Lt. Gen. Matan Fulnai, chairman of the Leaders for Israel's Security Forum, said eliminating Hamas was "a military imperative."

"Hamas's military power can be broken, its leaders killed, or infrastructure destroyed, but it is highly empowered in Gaza and cannot be broken there by military force," he said, nor can it be eliminated ideologically.

"It's unfortunate that they (the government) are presenting this nonsense that they will not be able to achieve to the Israeli people and I don't know how they will explain this after that," Flana said.

Omer Bar-Lev, the minister of public security and former commander of the elite division, told Channel 13 that he does not trust Netanyahu in the first place or in the feisty group of ministers he surrounded himself with, including the Security and Political Affairs Cabinet (the war government) because they are inexperienced and have no other directions, as he put it.

Bar-Lev stressed that "difficult decisions must be made: what is the purpose of war? And when is it achieved? And what should we do after we achieve it?"

Military analyst Alon Ben-David told Channel 13 that the army was waiting for the political leadership's decision to go to war and that these forces could not be kept in this situation for long, but at the same time expressed his belief that the ground operation was not far away.

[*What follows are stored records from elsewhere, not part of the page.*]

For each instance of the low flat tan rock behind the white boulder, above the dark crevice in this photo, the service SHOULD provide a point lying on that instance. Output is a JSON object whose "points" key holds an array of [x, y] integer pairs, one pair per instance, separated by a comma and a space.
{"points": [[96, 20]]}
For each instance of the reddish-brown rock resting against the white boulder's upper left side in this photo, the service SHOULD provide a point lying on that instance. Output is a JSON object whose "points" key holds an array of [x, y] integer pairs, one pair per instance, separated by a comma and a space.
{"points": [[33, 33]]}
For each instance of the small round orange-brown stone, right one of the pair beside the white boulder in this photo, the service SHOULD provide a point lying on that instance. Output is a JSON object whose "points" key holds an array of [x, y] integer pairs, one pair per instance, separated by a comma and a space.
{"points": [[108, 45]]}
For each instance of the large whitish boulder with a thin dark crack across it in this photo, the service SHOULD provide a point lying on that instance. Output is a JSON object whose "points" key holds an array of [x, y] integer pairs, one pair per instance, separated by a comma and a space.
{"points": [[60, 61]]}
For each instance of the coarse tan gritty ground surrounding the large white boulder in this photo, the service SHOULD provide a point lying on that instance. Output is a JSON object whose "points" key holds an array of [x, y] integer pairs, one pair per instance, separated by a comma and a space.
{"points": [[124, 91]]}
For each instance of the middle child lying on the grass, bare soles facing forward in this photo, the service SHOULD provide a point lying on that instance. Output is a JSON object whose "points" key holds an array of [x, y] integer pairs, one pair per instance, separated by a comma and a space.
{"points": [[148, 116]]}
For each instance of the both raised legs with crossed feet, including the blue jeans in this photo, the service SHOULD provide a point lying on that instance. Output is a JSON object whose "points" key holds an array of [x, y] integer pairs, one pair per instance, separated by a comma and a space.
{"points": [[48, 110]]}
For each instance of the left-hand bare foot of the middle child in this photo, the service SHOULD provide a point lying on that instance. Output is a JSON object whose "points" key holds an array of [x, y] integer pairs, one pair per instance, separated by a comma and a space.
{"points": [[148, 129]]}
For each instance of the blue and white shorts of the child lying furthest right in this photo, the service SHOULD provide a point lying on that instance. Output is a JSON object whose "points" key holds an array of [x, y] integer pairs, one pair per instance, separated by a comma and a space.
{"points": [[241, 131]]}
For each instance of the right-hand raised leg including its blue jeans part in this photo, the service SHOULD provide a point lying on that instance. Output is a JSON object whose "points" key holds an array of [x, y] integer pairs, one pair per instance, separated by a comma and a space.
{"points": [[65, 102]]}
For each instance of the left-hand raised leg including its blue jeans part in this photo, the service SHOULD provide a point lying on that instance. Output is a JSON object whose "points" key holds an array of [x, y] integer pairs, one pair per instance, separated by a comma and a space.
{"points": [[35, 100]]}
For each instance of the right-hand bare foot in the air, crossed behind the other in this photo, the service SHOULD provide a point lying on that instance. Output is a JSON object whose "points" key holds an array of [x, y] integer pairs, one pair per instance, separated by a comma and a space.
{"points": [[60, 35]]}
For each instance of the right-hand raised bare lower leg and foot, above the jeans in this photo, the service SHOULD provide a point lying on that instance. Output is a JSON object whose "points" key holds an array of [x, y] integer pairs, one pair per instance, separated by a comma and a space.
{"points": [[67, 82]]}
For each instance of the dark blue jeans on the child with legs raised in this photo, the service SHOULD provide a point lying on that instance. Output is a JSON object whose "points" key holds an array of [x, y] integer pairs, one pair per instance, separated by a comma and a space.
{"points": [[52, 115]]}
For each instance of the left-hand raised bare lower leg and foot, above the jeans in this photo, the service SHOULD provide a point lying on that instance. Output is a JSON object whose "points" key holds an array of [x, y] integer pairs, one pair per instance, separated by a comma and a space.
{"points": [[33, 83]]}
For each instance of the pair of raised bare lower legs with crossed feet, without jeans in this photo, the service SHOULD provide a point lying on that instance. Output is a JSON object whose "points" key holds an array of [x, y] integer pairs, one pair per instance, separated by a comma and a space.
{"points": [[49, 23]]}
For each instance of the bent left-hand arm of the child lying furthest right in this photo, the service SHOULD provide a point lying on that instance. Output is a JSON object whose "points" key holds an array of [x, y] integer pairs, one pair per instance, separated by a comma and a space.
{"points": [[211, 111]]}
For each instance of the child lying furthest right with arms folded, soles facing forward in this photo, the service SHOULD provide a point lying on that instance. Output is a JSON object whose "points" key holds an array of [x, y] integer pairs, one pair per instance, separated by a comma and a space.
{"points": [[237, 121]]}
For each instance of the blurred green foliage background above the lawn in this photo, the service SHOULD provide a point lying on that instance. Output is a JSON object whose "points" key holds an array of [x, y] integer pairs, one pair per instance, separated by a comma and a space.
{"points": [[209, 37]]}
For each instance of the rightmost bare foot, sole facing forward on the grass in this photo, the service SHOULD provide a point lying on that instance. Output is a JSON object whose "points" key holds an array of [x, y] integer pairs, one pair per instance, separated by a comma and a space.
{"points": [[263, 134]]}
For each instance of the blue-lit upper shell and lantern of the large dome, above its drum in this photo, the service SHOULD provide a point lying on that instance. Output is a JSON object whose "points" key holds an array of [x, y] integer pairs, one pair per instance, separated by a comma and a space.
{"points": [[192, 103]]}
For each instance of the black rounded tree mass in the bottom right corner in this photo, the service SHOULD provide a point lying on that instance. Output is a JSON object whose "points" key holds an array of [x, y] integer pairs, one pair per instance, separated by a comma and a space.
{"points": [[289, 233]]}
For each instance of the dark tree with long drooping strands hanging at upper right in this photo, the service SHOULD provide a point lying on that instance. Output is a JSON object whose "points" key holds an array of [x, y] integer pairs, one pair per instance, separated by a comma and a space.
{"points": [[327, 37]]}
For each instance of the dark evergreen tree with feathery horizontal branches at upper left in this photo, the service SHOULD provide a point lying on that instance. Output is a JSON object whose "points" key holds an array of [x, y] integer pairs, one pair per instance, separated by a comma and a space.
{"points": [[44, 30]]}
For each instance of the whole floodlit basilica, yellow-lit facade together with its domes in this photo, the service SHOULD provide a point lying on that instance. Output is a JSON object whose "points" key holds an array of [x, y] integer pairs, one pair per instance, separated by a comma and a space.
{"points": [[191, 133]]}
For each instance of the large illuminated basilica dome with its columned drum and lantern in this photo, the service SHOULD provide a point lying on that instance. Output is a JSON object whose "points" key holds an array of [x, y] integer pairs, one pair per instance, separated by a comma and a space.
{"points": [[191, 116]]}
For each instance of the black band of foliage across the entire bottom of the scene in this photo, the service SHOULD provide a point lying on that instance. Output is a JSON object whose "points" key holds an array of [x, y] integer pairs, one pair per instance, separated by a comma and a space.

Finally, Avi Yascherov, an Arab affairs analyst at Channel 13, said that Israel has so far not hit Hamas's military wing, the Izz al-Din al-Qassam Brigades.

"Even if Hamas' military wing has been hit hard, they are still there on the buses waiting for us and most of them have not been injured," he said.

He concluded that Israel has hit much of Hamas' military infrastructure, but not in a way that destroys its military arm, stressing that the army needs a long time to be able to reach them, and this will not be done without ground forces, he said.